The first thought that struck Valentyna was that she had to gather all the necessary things and run with her children. She called her family – her parents, her sister and her nephew – who lived in Kyiv, and arranged to go there right away. When the family were together, all seven of them got in one car and started to drive. 

The whole journey from Kyiv to the Polish border was one huge traffic jam. 

It took the family three-and-a-half days to travel from Obuhiv to Poland, passing through Lviv. Near to the border, their car broke down and they had to leave the belongings they couldn’t carry – including Valentyna’s collection of her published books – and abandon it. It took them two days to reach the border on foot. They didn’t have a place to sleep and everyone was utterly exhausted. Usually energetic and happy, the children were very quiet and reserved. Finally, with the exception of Valentyna’s father, who returned to Kyiv, the family crossed the border at Krakovets and were met by volunteers. The volunteers were doing everything they could to warm people up and provide them with food and drinks, and many Polish families were present, just sharing out belongings and food from their homes. 

I’m so grateful to every person who came to help Ukranians on the border because I know that they did it with heart. They are heroes. 

The process of actually crossing the border wasn’t yet very organised. Valentyna was among the first wave of refugees and no one was exactly sure how things should best work. There were crowds of people, including men, trying to leave Ukraine and the women and children were pushed out of the way. Some people were passing their children overhead from hand-to-hand. 

It just looked like real hell. 

The family had friends in Poland who met them on the border and took them to their home in Katowice. Valentyna remembers that it was a grey day and everything seemed quite unfriendly and gloomy. 

Poland has always been so culturally close and familiar to Ukraine, but that day everything looked like a military movie. 

When Valentyna’s father, on his route back to Kyiv, passed the family’s abandoned car, he discovered that it had been shot at and completely burnt out. Valentyna’s books did not survive the journey – but at least the family did.

When they arrived at the home in Katowice, however, the gloom lifted. Everything was ready to accommodate them, they could eat fresh home-cooked food and rest. They still stay with their friends in Katowice now. 

As a psychologist, Valentyna believes that, despite the complete disruption, it’s so important to remove children from the environment of war. She stresses that this will have a huge impact on future generations. 

If we try our best to reduce the psychological trauma for our children, it will have less of an impact on theirs. 

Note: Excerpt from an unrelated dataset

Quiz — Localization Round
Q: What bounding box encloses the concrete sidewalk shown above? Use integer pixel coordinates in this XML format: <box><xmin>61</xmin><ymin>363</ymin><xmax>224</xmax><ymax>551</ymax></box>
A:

Valentyna is working in Krakow, as a psychologist for Ukrainian children who have been traumatised by the war, in a private centre. After her formal work hours she continues to volunteer for those who need support. She tries to help everyone who asks for it and so her days are full – from early morning to late evening – and that’s her way of coping with the stress. 

Recently, Valentyna has completed a new therapeutic fairy tale for Ukrainian children. She is making the most of things, but she looks forward to returning to her hometown and the work that she adores. She finds not being able to envisage the future very difficult. 

Everything that is happening seems to me like a grey concrete wall. I don’t see the future.

She tries to resist making plans for the future and lives day-by-day, just trying to do her best. Valentyna can already see how the hard experience of war has changed her: she is not so afraid now, she feels more emotionally sensitive, and more confident, and yet she carries less self-pride. Her life has been turned upside down and she does not believe it will ever be the same again. 

Many people are going through changes to their worldview now. I think now the question of humanity is at the front of everyone’s minds – and Ukraine is the country fighting for that.

Valentina says she will never forget the feeling of terror when she realised that bombs were falling and her children weren’t safe. But on a positive note, she will also remember how people helped and supported her family.

The war has helped me to understand who my real friends are – and who they are not.